Figure 1: Overview of Xplace

$$\min_{p} HPWL(p) = \min_{p} \sum_{e \in E} HPWL_{e}(p)$$
 (1a)

s.t. 
$$D_b \le D_t, \forall b \in B$$
 (1b)

where  $D_b$  and  $D_t$  denote bin b's cell density and the benchmark-given target density respectively. The HPWL of net e is defined as follows:

$$HPWL_e(p) = (\max_{i \in e} x_i - \min_{i \in e} x_i) + (\max_{i \in e} y_i - \min_{i \in e} y_i). \tag{2}$$

Analytical global placement reformulates the objective with a smooth approximation of HPWL and a density penalty:

$$\min_{p} \sum_{e \in E} WL_{e}(p) + \lambda D(p) \tag{3}$$

where the wirelength  $WL_e(p) = WL_e(x) + WL_e(y)$  is modeled as the weighted average (WA) wirelength with a coefficient  $\gamma$ ,

$$WL_{e}(x) = \frac{\sum_{i \in e} x_{i} e^{x_{i}/\gamma}}{\sum_{i \in e} e^{x_{i}/\gamma}} - \frac{\sum_{i \in e} x_{i} e^{-x_{i}/\gamma}}{\sum_{i \in e} e^{-x_{i}/\gamma}}$$
(4)

and similarly for  $WL_e(y)$ . A smaller  $\gamma$  leads to more accurate approximation of HPWL. The parameter  $\lambda$  controls the weight of the cell density penalty. A typical placement flow starts with a small  $\lambda$  and gradually increase it to remove overlaps.

In [8] on which Xplace is based, the cell density is modeled as an electrostatic system denoted as:

$$\begin{cases} \nabla \cdot \nabla \psi(x, y) = -\rho(x, y), \\ \hat{\mathbf{n}} \cdot \nabla \psi(x, y) = 0, (x, y) \in \partial R, \\ \iint_{R} \rho(x, y) = \iint_{R} \psi(x, y) = 0, \end{cases}$$
 (5)

where  $\partial R$  is the boundary,  $\rho(x,y)$  is the electron density map and  $\psi(x,y)$  is the potential distribution. The numerical solution of the density gradients are obtained by discrete cosine transformation in [8].

### 3 PROPOSED FRAMEWORK

In this section, we will discuss the design of Xplace, a fast and extensible GPU accelerated global placer.
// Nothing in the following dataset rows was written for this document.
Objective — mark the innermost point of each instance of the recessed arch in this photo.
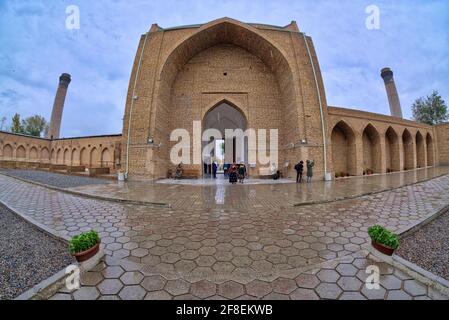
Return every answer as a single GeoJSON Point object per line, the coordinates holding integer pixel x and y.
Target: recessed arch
{"type": "Point", "coordinates": [75, 158]}
{"type": "Point", "coordinates": [53, 156]}
{"type": "Point", "coordinates": [67, 157]}
{"type": "Point", "coordinates": [59, 157]}
{"type": "Point", "coordinates": [430, 150]}
{"type": "Point", "coordinates": [45, 154]}
{"type": "Point", "coordinates": [392, 150]}
{"type": "Point", "coordinates": [33, 153]}
{"type": "Point", "coordinates": [220, 32]}
{"type": "Point", "coordinates": [20, 152]}
{"type": "Point", "coordinates": [407, 149]}
{"type": "Point", "coordinates": [94, 158]}
{"type": "Point", "coordinates": [371, 149]}
{"type": "Point", "coordinates": [84, 157]}
{"type": "Point", "coordinates": [226, 115]}
{"type": "Point", "coordinates": [106, 158]}
{"type": "Point", "coordinates": [7, 151]}
{"type": "Point", "coordinates": [420, 150]}
{"type": "Point", "coordinates": [343, 149]}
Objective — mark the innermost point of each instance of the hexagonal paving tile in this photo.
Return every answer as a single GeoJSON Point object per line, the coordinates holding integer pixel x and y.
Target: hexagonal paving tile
{"type": "Point", "coordinates": [414, 288]}
{"type": "Point", "coordinates": [132, 277]}
{"type": "Point", "coordinates": [153, 283]}
{"type": "Point", "coordinates": [346, 269]}
{"type": "Point", "coordinates": [110, 286]}
{"type": "Point", "coordinates": [374, 294]}
{"type": "Point", "coordinates": [326, 275]}
{"type": "Point", "coordinates": [113, 272]}
{"type": "Point", "coordinates": [328, 290]}
{"type": "Point", "coordinates": [132, 293]}
{"type": "Point", "coordinates": [185, 266]}
{"type": "Point", "coordinates": [230, 289]}
{"type": "Point", "coordinates": [158, 295]}
{"type": "Point", "coordinates": [203, 289]}
{"type": "Point", "coordinates": [177, 287]}
{"type": "Point", "coordinates": [350, 295]}
{"type": "Point", "coordinates": [350, 283]}
{"type": "Point", "coordinates": [284, 286]}
{"type": "Point", "coordinates": [304, 294]}
{"type": "Point", "coordinates": [308, 281]}
{"type": "Point", "coordinates": [390, 282]}
{"type": "Point", "coordinates": [86, 293]}
{"type": "Point", "coordinates": [258, 288]}
{"type": "Point", "coordinates": [91, 278]}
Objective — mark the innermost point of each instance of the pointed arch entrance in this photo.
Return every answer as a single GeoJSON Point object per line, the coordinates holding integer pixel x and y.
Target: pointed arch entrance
{"type": "Point", "coordinates": [343, 149]}
{"type": "Point", "coordinates": [430, 152]}
{"type": "Point", "coordinates": [224, 115]}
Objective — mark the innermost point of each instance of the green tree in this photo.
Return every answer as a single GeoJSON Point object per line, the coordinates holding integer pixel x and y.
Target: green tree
{"type": "Point", "coordinates": [16, 126]}
{"type": "Point", "coordinates": [35, 125]}
{"type": "Point", "coordinates": [431, 109]}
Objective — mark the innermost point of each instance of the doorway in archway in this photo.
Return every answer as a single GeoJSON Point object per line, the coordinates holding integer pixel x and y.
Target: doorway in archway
{"type": "Point", "coordinates": [225, 151]}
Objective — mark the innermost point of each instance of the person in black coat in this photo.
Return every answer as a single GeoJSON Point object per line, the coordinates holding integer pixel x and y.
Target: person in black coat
{"type": "Point", "coordinates": [299, 170]}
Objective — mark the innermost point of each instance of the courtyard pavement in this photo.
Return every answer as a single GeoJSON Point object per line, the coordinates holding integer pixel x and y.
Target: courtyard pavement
{"type": "Point", "coordinates": [250, 196]}
{"type": "Point", "coordinates": [263, 250]}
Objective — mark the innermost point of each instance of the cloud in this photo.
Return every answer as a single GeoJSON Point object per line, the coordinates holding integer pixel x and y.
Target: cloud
{"type": "Point", "coordinates": [413, 41]}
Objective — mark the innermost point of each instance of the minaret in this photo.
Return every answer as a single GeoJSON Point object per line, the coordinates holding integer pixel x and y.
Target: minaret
{"type": "Point", "coordinates": [58, 106]}
{"type": "Point", "coordinates": [392, 93]}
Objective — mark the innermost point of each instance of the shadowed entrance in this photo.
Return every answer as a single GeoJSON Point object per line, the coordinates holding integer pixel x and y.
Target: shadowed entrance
{"type": "Point", "coordinates": [221, 117]}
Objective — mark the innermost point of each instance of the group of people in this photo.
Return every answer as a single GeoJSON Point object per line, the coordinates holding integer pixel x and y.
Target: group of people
{"type": "Point", "coordinates": [236, 173]}
{"type": "Point", "coordinates": [299, 167]}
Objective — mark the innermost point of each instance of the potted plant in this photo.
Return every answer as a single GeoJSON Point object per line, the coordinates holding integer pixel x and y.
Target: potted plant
{"type": "Point", "coordinates": [383, 240]}
{"type": "Point", "coordinates": [85, 245]}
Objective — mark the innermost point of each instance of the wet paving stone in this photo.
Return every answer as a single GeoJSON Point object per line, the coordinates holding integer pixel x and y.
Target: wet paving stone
{"type": "Point", "coordinates": [192, 252]}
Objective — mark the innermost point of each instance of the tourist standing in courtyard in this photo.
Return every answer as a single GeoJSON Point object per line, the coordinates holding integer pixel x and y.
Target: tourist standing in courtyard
{"type": "Point", "coordinates": [242, 172]}
{"type": "Point", "coordinates": [310, 164]}
{"type": "Point", "coordinates": [179, 170]}
{"type": "Point", "coordinates": [233, 174]}
{"type": "Point", "coordinates": [299, 170]}
{"type": "Point", "coordinates": [214, 169]}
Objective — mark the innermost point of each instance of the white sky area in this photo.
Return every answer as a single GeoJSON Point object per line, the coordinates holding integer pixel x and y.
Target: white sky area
{"type": "Point", "coordinates": [36, 48]}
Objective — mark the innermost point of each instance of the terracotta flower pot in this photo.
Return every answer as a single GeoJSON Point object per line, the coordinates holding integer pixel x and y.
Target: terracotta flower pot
{"type": "Point", "coordinates": [383, 248]}
{"type": "Point", "coordinates": [89, 253]}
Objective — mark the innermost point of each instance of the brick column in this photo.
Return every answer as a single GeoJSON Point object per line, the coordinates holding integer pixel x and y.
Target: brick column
{"type": "Point", "coordinates": [383, 153]}
{"type": "Point", "coordinates": [58, 106]}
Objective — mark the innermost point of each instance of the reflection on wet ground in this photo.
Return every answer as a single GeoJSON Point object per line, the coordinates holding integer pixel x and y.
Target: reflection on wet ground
{"type": "Point", "coordinates": [240, 196]}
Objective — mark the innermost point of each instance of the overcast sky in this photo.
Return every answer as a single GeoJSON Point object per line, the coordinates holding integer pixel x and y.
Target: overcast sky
{"type": "Point", "coordinates": [36, 47]}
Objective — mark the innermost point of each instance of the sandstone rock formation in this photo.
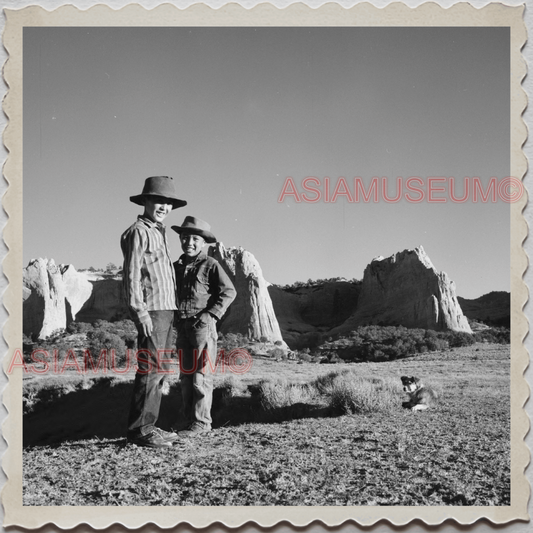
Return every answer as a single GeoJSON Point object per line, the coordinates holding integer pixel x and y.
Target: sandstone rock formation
{"type": "Point", "coordinates": [52, 295]}
{"type": "Point", "coordinates": [105, 302]}
{"type": "Point", "coordinates": [303, 312]}
{"type": "Point", "coordinates": [406, 289]}
{"type": "Point", "coordinates": [77, 289]}
{"type": "Point", "coordinates": [493, 309]}
{"type": "Point", "coordinates": [251, 313]}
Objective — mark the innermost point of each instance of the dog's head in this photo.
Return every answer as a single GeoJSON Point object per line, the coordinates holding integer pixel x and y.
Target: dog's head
{"type": "Point", "coordinates": [410, 384]}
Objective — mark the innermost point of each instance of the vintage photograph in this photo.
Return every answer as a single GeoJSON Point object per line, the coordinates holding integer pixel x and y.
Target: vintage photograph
{"type": "Point", "coordinates": [266, 266]}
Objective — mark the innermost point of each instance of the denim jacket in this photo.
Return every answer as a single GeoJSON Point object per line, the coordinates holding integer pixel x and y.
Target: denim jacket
{"type": "Point", "coordinates": [202, 285]}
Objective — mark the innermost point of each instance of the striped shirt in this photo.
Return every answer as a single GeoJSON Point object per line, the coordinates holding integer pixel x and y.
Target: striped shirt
{"type": "Point", "coordinates": [148, 276]}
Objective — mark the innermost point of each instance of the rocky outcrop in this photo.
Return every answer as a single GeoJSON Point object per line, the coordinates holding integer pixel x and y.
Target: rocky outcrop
{"type": "Point", "coordinates": [493, 309]}
{"type": "Point", "coordinates": [406, 289]}
{"type": "Point", "coordinates": [251, 313]}
{"type": "Point", "coordinates": [105, 302]}
{"type": "Point", "coordinates": [52, 295]}
{"type": "Point", "coordinates": [304, 311]}
{"type": "Point", "coordinates": [77, 291]}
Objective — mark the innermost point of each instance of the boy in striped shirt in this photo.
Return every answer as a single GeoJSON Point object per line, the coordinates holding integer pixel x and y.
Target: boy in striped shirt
{"type": "Point", "coordinates": [150, 291]}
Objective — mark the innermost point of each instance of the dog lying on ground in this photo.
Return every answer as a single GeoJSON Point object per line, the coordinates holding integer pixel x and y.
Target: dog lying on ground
{"type": "Point", "coordinates": [420, 397]}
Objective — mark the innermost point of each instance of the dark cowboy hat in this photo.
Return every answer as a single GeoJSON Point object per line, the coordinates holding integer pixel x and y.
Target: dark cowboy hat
{"type": "Point", "coordinates": [159, 186]}
{"type": "Point", "coordinates": [196, 227]}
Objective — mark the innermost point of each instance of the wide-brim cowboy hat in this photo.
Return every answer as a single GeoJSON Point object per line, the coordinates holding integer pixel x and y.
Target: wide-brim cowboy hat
{"type": "Point", "coordinates": [162, 186]}
{"type": "Point", "coordinates": [196, 226]}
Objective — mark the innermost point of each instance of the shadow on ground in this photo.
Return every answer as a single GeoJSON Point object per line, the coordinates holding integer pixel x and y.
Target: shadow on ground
{"type": "Point", "coordinates": [102, 412]}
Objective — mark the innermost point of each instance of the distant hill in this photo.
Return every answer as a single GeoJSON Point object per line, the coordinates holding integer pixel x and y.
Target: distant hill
{"type": "Point", "coordinates": [493, 309]}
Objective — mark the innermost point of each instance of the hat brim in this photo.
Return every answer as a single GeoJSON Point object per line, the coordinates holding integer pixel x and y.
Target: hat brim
{"type": "Point", "coordinates": [139, 200]}
{"type": "Point", "coordinates": [207, 235]}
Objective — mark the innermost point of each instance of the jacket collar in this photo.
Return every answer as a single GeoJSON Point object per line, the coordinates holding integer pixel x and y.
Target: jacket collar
{"type": "Point", "coordinates": [151, 223]}
{"type": "Point", "coordinates": [200, 257]}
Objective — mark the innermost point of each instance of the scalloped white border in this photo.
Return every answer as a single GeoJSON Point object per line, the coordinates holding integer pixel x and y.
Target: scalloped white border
{"type": "Point", "coordinates": [263, 14]}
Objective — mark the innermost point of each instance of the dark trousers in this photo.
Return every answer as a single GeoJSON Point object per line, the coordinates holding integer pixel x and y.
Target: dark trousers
{"type": "Point", "coordinates": [146, 398]}
{"type": "Point", "coordinates": [196, 343]}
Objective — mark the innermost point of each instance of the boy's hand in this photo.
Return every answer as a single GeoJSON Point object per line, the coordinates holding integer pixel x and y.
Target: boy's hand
{"type": "Point", "coordinates": [146, 326]}
{"type": "Point", "coordinates": [202, 317]}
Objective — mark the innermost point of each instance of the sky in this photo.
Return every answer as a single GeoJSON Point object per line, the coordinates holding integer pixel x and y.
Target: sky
{"type": "Point", "coordinates": [231, 113]}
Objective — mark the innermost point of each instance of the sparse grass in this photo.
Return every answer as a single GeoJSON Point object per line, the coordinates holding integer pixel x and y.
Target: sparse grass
{"type": "Point", "coordinates": [456, 454]}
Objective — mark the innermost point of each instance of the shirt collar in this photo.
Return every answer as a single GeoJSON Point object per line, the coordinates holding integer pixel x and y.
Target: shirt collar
{"type": "Point", "coordinates": [202, 255]}
{"type": "Point", "coordinates": [151, 223]}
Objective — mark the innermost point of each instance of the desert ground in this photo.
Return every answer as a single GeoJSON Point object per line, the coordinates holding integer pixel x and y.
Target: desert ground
{"type": "Point", "coordinates": [284, 434]}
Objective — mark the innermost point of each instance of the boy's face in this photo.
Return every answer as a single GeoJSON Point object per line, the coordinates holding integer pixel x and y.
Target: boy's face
{"type": "Point", "coordinates": [157, 208]}
{"type": "Point", "coordinates": [191, 244]}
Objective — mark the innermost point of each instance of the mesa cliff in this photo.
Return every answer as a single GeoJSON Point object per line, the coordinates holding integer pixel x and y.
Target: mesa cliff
{"type": "Point", "coordinates": [403, 289]}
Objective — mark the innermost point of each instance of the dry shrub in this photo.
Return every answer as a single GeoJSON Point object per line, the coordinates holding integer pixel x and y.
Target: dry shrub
{"type": "Point", "coordinates": [280, 393]}
{"type": "Point", "coordinates": [351, 394]}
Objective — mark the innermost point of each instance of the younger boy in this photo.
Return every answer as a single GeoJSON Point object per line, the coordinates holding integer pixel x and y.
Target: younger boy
{"type": "Point", "coordinates": [204, 293]}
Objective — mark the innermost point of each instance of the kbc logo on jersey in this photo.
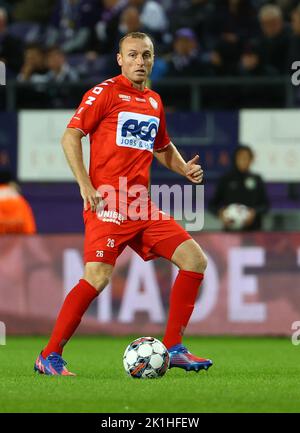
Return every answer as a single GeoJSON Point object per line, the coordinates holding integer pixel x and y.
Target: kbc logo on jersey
{"type": "Point", "coordinates": [137, 131]}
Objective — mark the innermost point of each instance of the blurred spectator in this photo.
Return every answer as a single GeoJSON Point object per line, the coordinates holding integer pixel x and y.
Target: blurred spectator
{"type": "Point", "coordinates": [73, 21]}
{"type": "Point", "coordinates": [33, 71]}
{"type": "Point", "coordinates": [241, 187]}
{"type": "Point", "coordinates": [129, 22]}
{"type": "Point", "coordinates": [274, 42]}
{"type": "Point", "coordinates": [252, 64]}
{"type": "Point", "coordinates": [233, 23]}
{"type": "Point", "coordinates": [294, 49]}
{"type": "Point", "coordinates": [185, 59]}
{"type": "Point", "coordinates": [59, 71]}
{"type": "Point", "coordinates": [107, 28]}
{"type": "Point", "coordinates": [197, 14]}
{"type": "Point", "coordinates": [28, 10]}
{"type": "Point", "coordinates": [11, 50]}
{"type": "Point", "coordinates": [34, 68]}
{"type": "Point", "coordinates": [15, 212]}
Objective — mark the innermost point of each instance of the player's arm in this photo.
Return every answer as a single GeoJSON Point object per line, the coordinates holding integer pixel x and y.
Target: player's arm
{"type": "Point", "coordinates": [72, 146]}
{"type": "Point", "coordinates": [171, 158]}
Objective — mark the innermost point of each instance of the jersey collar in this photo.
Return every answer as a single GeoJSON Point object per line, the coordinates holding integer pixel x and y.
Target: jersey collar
{"type": "Point", "coordinates": [124, 80]}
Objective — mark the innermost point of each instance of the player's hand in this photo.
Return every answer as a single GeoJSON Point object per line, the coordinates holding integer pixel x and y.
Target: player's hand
{"type": "Point", "coordinates": [194, 171]}
{"type": "Point", "coordinates": [91, 197]}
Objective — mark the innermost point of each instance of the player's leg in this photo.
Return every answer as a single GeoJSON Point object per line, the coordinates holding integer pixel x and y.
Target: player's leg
{"type": "Point", "coordinates": [96, 277]}
{"type": "Point", "coordinates": [192, 262]}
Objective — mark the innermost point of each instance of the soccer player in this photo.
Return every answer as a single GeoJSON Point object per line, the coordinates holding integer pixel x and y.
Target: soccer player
{"type": "Point", "coordinates": [126, 124]}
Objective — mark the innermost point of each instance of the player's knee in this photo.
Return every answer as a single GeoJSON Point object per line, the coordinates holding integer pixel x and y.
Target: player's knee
{"type": "Point", "coordinates": [190, 257]}
{"type": "Point", "coordinates": [201, 262]}
{"type": "Point", "coordinates": [98, 275]}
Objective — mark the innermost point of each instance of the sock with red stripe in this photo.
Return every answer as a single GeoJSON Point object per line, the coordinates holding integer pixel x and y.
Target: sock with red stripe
{"type": "Point", "coordinates": [72, 310]}
{"type": "Point", "coordinates": [182, 302]}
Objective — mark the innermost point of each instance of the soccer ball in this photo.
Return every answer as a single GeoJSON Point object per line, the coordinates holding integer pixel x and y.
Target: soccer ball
{"type": "Point", "coordinates": [146, 357]}
{"type": "Point", "coordinates": [237, 215]}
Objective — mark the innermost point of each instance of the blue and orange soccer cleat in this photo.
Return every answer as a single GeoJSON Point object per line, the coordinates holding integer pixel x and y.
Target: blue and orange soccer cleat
{"type": "Point", "coordinates": [182, 358]}
{"type": "Point", "coordinates": [53, 365]}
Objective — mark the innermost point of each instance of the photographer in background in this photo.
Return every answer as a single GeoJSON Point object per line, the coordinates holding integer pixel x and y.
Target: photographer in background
{"type": "Point", "coordinates": [240, 198]}
{"type": "Point", "coordinates": [15, 212]}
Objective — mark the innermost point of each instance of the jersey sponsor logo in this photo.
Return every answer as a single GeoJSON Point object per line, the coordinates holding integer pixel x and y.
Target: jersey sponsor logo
{"type": "Point", "coordinates": [153, 102]}
{"type": "Point", "coordinates": [125, 97]}
{"type": "Point", "coordinates": [136, 130]}
{"type": "Point", "coordinates": [96, 90]}
{"type": "Point", "coordinates": [110, 216]}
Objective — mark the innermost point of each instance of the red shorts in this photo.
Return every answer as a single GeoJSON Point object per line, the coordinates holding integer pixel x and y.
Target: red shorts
{"type": "Point", "coordinates": [106, 238]}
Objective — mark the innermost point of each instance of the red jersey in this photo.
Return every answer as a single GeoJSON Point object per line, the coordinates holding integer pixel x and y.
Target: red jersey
{"type": "Point", "coordinates": [125, 126]}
Our Xplace framework is shown in Figure 1. Xplace is built on top of PyTorch and contains a placement core engine. Inside the core engine, the gradient engine takes cell position and placement parameters as input to compute the cell gradient. Next, the optimizer utilizes the computed gradient

to update the cell position. The evaluator evaluates the placement solution and the recorder records the placement metrics like HPWL and overflow. Finally, the scheduler decides how to modify the parameters and whether to stop the global placement. It is worth noting that all these parts are designed as independent modules in Xplace so that one can easily extend Xplace by applying new scheduling techniques, new gradient functions, new placement metrics and so on.

Section 3.1 will discuss several important technical details that enable Xplace running very efficiently on GPU. We propose operator-level optimization techniques to achieve effective parallelization. Section 3.2 will discuss a placement-stage-aware parameters scheduling to improve the solution quality. Section 3.3 will extend Xplace with a Fourier neural operator to show its high extensibility for future development.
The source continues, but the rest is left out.